For visualization of EGFP expression, spores of pHxk1-EGFP transformed strains were inoculated in MM and grown for 10 h at 28 °C. These cultures were used directly for microscopic observation. Fluorescence and light microscopy were performed using a Nikon Eclipse 80i fluorescence microscope and images were captured under control of nis-elements ar software. Previous work showed that H. jecorina hexokinase-negative strains were not able to grow on MM containing d-fructose as the sole carbon source (Hartl & Seiboth 2005).

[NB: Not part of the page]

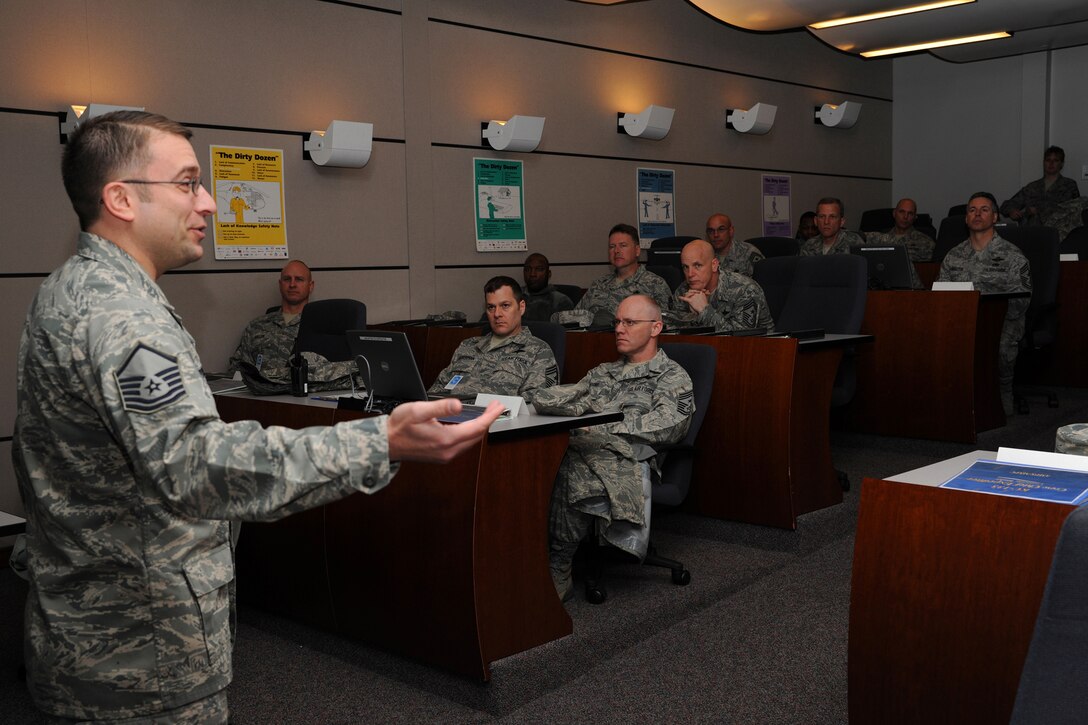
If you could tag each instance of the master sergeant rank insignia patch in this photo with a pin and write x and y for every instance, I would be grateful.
(149, 380)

To test the utility of the two polyols d-mannitol and d-sorbitol as osmotic stabilizer and as a selective carbon source we tested the growth of H. jecorina TU-6H and the parent strain on MM agar plates with different carbon sources. Growth tests showed that TU-6H strains were find more not able to grow on MM containing 10 g L−1d-mannitol and d-sorbitol, whereas the parent strain was able to use both polyols as sole carbon source. This indicates that, in H. jecorina, the two polyols d-mannitol and d-sorbitol are catabolized via d-fructose as intermediate (Elorza & Arst, 1971; Solomon et al., 2007). To demonstrate the utility of this transformation system, H. jecorina TU-6H was transformed

with the reporter plasmid pHxk1-EGFP. For determination of the optimal selective carbon source and osmotic stabilizer, we compared the effect of 1 M d-sorbitol and 1 M d-mannitol in the regeneration medium on transformation efficiency. Results from three independent parallel transformation experiments showed that d-mannitol leads to higher transformation efficiencies than d-sorbitol. Using d-mannitol, approximately 500–1000 colonies μg−1

Selleck PI3K Inhibitor Library plasmid DNA were obtained, whereas using d-sorbitol, only 100–200 colonies were found. Adenosine triphosphate In control transformation assays with the EGFP expression, plasmid pIG1783 alone or without plasmid DNA, no colonies were found on the selective plates. As shown in Fig. 1a, transformed colonies of variable sizes were seen on selective plates. After purification of the transformants, their growth on different carbon sources was compared with growth on the parental strains (Fig. 1b). The growth of the transformants was fully restored on MM with d-mannitol or d-glucose as carbon source. The presence of the reporter plasmid pHxk1-EGFP in d-mannitol-utilizing transformants was confirmed by the presence of both hxk1 and egfp in the isolated gDNA of different transformants as detected by PCR (Fig. 2a). Three randomly picked transformants were further analyzed by Southern blot to determine the pattern of integration. Figure 2b shows that pHxk1-EGFP integrated into the genome of all analyzed transformants at the hxk1 locus; in all cases, the plasmid integrated next to the promoter region of hxk1. Some of the transformants showed additional hybridizing bands, most likely due to tandem integration or insertion of the plasmid by ectopic integration as well as targeted integration.